Comment 7 Stephen Finucane 2020-03-06 15:48:17 UTC
Assuming this can be reproduced, can we get debug-level logs for libvirt also, please? You can follow the guide at [1] for more information.

[1] https://kashyapc.fedorapeople.org/Notes/docs/qemu-and-libvirt-docs/request-nova-libvirt-qemu-debug-logs.txt

Comment 10 Stephen Finucane 2020-03-27 11:27:36 UTC
What's the output of 'virt-host-validate'? Also, are you still able to run 'virsh list'? I can't see anything suspect in the libvirt logs provided yet.

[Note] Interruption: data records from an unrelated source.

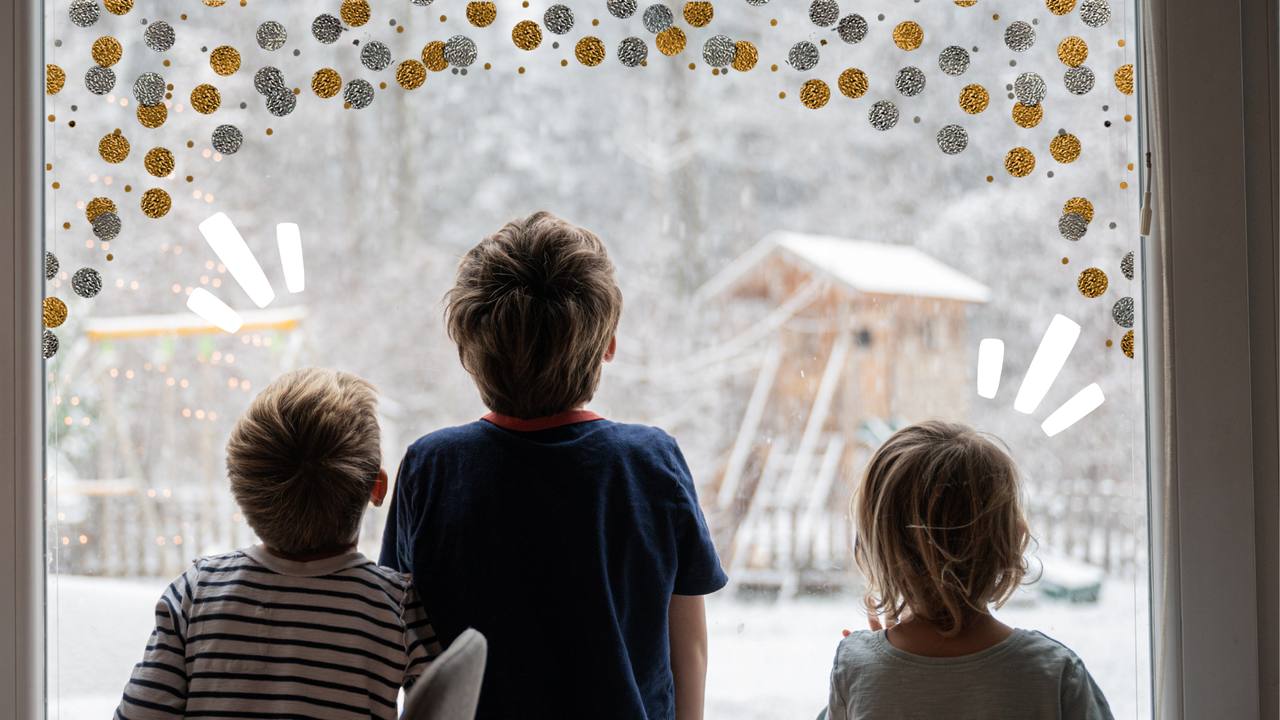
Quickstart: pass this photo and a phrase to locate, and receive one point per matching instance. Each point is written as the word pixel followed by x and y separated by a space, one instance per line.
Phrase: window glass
pixel 830 222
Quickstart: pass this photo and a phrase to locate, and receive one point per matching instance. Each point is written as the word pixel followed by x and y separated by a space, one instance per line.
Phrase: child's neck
pixel 920 637
pixel 311 557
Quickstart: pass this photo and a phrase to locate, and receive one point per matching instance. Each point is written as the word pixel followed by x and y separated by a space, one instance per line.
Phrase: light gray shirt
pixel 1028 677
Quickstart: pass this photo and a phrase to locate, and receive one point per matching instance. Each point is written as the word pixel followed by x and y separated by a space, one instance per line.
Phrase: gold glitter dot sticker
pixel 155 203
pixel 589 51
pixel 1124 80
pixel 1073 51
pixel 1080 206
pixel 327 82
pixel 671 41
pixel 54 80
pixel 1065 147
pixel 526 35
pixel 154 115
pixel 481 14
pixel 205 99
pixel 224 60
pixel 814 94
pixel 908 35
pixel 113 147
pixel 745 57
pixel 853 82
pixel 433 57
pixel 97 206
pixel 355 12
pixel 1028 117
pixel 1020 162
pixel 974 99
pixel 699 13
pixel 106 51
pixel 411 74
pixel 159 162
pixel 54 311
pixel 1092 283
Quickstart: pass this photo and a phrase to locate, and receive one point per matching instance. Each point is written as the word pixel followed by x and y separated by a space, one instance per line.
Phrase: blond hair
pixel 304 459
pixel 940 529
pixel 533 310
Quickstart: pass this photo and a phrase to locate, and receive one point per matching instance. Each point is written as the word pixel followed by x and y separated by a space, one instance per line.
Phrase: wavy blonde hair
pixel 940 527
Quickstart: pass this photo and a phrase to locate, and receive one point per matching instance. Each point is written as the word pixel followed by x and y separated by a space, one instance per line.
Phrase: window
pixel 812 258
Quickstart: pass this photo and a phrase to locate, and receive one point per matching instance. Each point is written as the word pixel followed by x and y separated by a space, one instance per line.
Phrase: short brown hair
pixel 940 527
pixel 533 311
pixel 304 460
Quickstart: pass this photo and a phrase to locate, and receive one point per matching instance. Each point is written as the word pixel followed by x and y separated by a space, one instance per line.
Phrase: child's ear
pixel 379 488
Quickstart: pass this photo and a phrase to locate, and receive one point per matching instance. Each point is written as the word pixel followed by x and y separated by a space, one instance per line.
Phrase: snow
pixel 768 660
pixel 859 264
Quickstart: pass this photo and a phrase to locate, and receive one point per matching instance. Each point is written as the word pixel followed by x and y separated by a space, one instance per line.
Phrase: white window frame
pixel 1211 345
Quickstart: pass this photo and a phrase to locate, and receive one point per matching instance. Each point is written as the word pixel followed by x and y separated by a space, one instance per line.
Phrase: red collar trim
pixel 566 418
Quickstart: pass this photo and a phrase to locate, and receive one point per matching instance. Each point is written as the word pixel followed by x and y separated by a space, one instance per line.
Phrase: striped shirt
pixel 248 634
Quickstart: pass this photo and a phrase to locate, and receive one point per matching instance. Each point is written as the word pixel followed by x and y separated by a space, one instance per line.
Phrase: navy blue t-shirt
pixel 563 545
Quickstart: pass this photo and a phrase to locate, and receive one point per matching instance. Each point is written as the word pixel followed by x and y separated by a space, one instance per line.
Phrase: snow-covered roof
pixel 860 265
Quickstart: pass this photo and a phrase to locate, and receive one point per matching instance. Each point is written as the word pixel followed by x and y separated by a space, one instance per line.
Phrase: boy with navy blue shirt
pixel 574 543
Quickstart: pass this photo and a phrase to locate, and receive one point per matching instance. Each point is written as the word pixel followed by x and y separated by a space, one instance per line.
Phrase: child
pixel 574 543
pixel 301 625
pixel 940 540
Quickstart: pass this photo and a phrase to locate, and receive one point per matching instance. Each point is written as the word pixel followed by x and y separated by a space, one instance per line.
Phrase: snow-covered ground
pixel 768 660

Comment 11 Miguel Angel Nieto 2020-03-27 11:35:30 UTC
Stephen, I have not the setup now, next week i can configure the setup and allow you to access

Comment 12 Miguel Angel Nieto 2020-03-30 08:23:03 UTC
[heat-admin@compute-1 ~]$ virt-host-validate
  QEMU: Verificando for hardware virtualization                                 : PASA
  QEMU: Verificando if device /dev/kvm exists                                   : PASA
  QEMU: Verificando if device /dev/kvm is accessible                            : PASA
  QEMU: Verificando if device /dev/vhost-net exists                             : PASA
  QEMU: Verificando if device /dev/net/tun exists                               : PASA
  QEMU: Verificando for cgroup 'memory' controller support                      : PASA
  QEMU: Verificando for cgroup 'memory' controller mount-point                  : PASA
  QEMU: Verificando for cgroup 'cpu' controller support                         : PASA
  QEMU: Verificando for cgroup 'cpu' controller mount-point                     : PASA
  QEMU: Verificando for cgroup 'cpuacct' controller support                     : PASA
  QEMU: Verificando for cgroup 'cpuacct' controller mount-point                 : PASA
  QEMU: Verificando for cgroup 'cpuset' controller support                      : PASA
  QEMU: Verificando for cgroup 'cpuset' controller mount-point                  : PASA
  QEMU: Verificando for cgroup 'devices' controller support                     : PASA
  QEMU: Verificando for cgroup 'devices' controller mount-point                 : PASA
  QEMU: Verificando for cgroup 'blkio' controller support                       : PASA
  QEMU: Verificando for cgroup 'blkio' controller mount-point                   : PASA
  QEMU: Verificando for device assignment IOMMU support                         : PASA
  QEMU: Verificando if IOMMU is enabled by kernel                               : PASA
   LXC: Verificando Para Linux >= 2.6.26                                        : PASA
   LXC: Verificando for namespace ipc                                           : PASA
   LXC: Verificando for namespace mnt                                           : PASA
   LXC: Verificando for namespace pid                                           : PASA
   LXC: Verificando for namespace uts                                           : PASA
   LXC: Verificando for namespace net                                           : PASA
   LXC: Verificando for namespace user                                          : PASA
   LXC: Verificando for cgroup 'memory' controller support                      : PASA
   LXC: Verificando for cgroup 'memory' controller mount-point                  : PASA
   LXC: Verificando for cgroup 'cpu' controller support                         : PASA
   LXC: Verificando for cgroup 'cpu' controller mount-point                     : PASA
   LXC: Verificando for cgroup 'cpuacct' controller support                     : PASA
   LXC: Verificando for cgroup 'cpuacct' controller mount-point                 : PASA
   LXC: Verificando for cgroup 'cpuset' controller support                      : PASA
   LXC: Verificando for cgroup 'cpuset' controller mount-point                  : PASA
   LXC: Verificando for cgroup 'devices' controller support                     : PASA
   LXC: Verificando for cgroup 'devices' controller mount-point                 : PASA
   LXC: Verificando for cgroup 'blkio' controller support                       : PASA
   LXC: Verificando for cgroup 'blkio' controller mount-point                   : PASA
   LXC: Verificando if device /sys/fs/fuse/connections exists                   : FALLA (Load the 'fuse' module to enable /proc/ overrides)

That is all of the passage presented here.